“Carry out my laws and safeguard my decrees to follow them;
I am the Lord your God.” (Leviticus 18:4)
Yehuda Kurzer (President of the Shalom Hartman Institute of North America) says we study ancient Jewish texts for the light they shed on contemporary life. Parashat Acharei Mot is a good example.
Acharei Mot begins with a lengthy description of the Yom Kippur ritual for purifying the mishkan (Tabernacle). This includes the ritual of the two goats. One is sacrificed to God and the other, supposedly carrying with it the sins of the people, is allowed to escape into the wilderness where it also dies (Lev. 16:7-22). This is the source of the word scapegoat. In each case, the goat is a sacrifice.
Rene Gerard (1923 – 2015; French philosopher) claims ritual sacrifice’s original purpose is to stop the endless cycle of revenge killings in pre-legal system societies. Since the sacrificial victim (originally humans) belongs to neither “side,” the ritual death doesn’t invite reprisal. The Torah takes this idea even further, substituting an animal for a human in the Yom Kippur ritual: the scapegoat.
Rabbi Jonathan Sacks (1948- ; former Chief Rabbi of the United Hebrew Congregations of the British Commonwealth) observes scapegoat has come to mean something very different today.
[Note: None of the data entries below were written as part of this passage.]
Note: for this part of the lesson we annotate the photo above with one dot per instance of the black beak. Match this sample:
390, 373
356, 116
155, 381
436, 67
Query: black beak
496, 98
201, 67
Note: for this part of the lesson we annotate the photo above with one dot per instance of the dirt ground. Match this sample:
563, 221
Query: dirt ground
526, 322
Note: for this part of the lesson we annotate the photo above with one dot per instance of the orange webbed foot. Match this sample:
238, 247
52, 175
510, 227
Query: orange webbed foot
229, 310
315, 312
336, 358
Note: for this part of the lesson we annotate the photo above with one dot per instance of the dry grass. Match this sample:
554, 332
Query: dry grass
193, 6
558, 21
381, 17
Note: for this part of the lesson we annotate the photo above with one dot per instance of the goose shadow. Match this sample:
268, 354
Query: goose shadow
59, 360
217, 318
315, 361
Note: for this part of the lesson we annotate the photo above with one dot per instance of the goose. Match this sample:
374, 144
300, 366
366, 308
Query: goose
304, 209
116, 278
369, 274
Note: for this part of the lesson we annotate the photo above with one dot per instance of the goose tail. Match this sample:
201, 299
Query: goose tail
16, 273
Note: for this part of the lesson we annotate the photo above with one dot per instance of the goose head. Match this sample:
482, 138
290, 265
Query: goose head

Faced with a problem, it is easier to project our shortcomings externally and make the “Other” the scapegoat, rather than confronting ourselves internally. So instead of serving as a vehicle for reconciliation precisely because of its innocence (as in Acharei Mot), today’s scapegoat is now made guilty as the source of conflict.
Ultimately, Judaism’s solution to the problem of violence is not ritual sacrifice, but the rule of law. This requires developing a sense of personal accountability and responsibility. That is why on Yom Kippur, we chant “For the sins WE have committed.”